Alton broke his fast in the tavern with a very respectable meal. Feeling better, they set out from town. When they were a safe distance away, Alton slowed at the foot of a tall, ancient oak. Revanth kept watch as Alton took off his gloves, lovingly touching the bark. Laying his cheek against it, he closed his eyes, reaching out for Velda.
“We are on the road back to you, my love. We’ll take it slowly as Revanth’s foot is still a bit sore. Expect us around sunset.” He waited a few minutes in case Velda replied. She didn’t. However, when they reached the river, three blue heads rose from the glossy surface.

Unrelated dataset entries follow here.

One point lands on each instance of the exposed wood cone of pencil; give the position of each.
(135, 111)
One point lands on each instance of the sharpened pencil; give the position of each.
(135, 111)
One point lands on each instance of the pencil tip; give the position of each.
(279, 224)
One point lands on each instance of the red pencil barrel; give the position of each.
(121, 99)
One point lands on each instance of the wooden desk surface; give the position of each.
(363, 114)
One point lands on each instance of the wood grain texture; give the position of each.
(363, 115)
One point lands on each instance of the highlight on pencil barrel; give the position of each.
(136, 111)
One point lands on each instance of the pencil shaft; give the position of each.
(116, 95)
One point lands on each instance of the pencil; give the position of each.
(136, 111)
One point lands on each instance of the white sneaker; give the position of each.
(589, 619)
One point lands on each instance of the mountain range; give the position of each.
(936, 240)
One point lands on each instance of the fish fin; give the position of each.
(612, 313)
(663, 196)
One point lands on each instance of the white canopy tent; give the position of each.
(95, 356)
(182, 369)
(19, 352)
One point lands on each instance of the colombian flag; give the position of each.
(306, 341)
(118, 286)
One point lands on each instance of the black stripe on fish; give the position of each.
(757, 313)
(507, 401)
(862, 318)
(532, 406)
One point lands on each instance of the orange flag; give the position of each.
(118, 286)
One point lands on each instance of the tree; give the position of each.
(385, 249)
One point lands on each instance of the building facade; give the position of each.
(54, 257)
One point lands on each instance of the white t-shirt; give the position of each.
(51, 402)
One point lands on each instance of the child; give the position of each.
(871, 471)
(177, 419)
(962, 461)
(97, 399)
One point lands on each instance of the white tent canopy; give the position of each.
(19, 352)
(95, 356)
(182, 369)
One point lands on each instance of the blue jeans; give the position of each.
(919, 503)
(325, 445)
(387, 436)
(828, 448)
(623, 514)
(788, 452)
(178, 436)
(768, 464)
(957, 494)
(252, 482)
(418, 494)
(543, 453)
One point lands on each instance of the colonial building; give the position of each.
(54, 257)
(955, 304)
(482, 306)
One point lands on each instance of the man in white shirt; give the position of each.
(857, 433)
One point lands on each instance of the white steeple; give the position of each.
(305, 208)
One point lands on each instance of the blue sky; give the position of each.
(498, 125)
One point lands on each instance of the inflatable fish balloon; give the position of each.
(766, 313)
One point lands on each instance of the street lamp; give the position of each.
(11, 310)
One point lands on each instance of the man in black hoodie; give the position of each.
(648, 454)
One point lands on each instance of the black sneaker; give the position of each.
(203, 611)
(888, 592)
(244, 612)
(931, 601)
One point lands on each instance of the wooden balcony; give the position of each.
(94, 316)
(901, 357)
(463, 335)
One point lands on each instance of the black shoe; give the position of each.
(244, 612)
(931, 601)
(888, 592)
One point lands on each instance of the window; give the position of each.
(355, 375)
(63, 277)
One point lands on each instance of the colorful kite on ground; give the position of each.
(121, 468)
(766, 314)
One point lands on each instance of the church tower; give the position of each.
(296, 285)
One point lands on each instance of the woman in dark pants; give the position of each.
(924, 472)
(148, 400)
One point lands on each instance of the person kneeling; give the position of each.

“Greetings, Lord Alton,” the first naiad said. Her hair was midnight blue. “My sisters and I bring word from Velda. She awaits anxiously—and has much to tell you.”
“Thank you, Sister,” Alton replied.
The second, whose hair was blue as sky at midday, spoke next. “And for you, Revanth, your lady sends her love. She begs you return safely.”
The third, and youngest, whose hair was like a storm cloud, finally spoke.
“You have questions, Alton. You and your brother face a quest.”
“He’s not my brother—” Alton’s protest was cut short by a flick of her smoky hair.
It wasn’t until that moment he noticed her eyes were the same color as her hair—the entire surface was a pearly gray.